Massie’s argument might work in another political universe, but not this one. We live in a reality where the British Conservatives are increasingly motivated and driven by an English nationalism, intolerance of the other three nations and alternative political centres, and looking to hoard power and authority to themselves.
We live in a world where Gordon Brown’s continual resurfacing – with his claims of a ‘new deal’ to save Britain and move towards federalism would be taken more seriously had he championed and acted upon them 20 years ago. Labour, Blair and Brown had thirteen years in office to act, while the party has never in 120 year existence ever embraced federalism.
The problem is not Boris Johnson, Gordon Brown or Tony Blair. Rather it is the nature of Britain, the idea of Britain articulated by political classes and the increasing intolerant interpretations of Britishness – not just about Brexit but wider politics and power.
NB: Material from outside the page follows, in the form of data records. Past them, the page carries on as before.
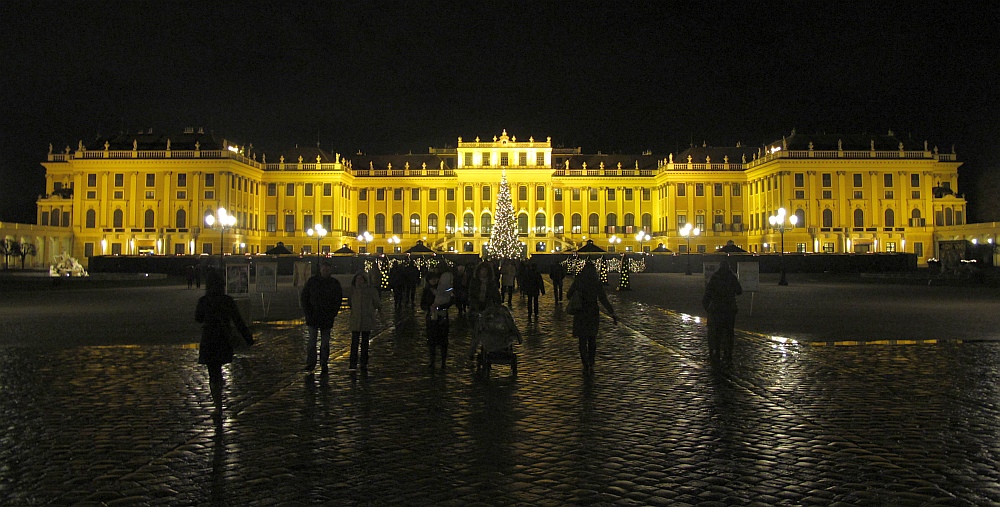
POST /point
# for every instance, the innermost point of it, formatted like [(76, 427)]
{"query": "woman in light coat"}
[(365, 303)]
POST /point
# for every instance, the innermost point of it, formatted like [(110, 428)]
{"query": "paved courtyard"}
[(101, 403)]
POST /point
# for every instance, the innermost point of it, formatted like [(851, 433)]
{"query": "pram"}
[(494, 335)]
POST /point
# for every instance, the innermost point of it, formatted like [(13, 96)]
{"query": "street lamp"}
[(367, 238), (640, 237), (689, 231), (778, 223), (224, 221), (320, 232)]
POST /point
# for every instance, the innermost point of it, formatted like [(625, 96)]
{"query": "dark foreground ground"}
[(101, 403)]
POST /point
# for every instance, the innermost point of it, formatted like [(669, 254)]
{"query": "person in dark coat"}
[(532, 284), (215, 311), (588, 287), (557, 273), (720, 303), (321, 297)]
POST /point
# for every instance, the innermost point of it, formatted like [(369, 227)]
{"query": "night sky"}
[(397, 77)]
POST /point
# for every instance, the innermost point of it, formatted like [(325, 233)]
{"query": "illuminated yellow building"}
[(149, 193)]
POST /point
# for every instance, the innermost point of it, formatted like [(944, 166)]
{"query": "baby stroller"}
[(494, 336)]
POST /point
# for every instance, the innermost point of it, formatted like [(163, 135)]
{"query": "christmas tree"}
[(503, 238)]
This is not just about Scotland. We have to concentrate on the bigger picture. That requires discipline but also partnership, communication and trust between the SNP leadership and wider independence movement. Scotland cannot at this crucial juncture in its history just be about replicating the rotten politics of the British state with our own mini-Westminster. Thirty years to the day of the fall of Thatcher it is time to leave her shadow – and those who wish to perpetuate and extend her legacy.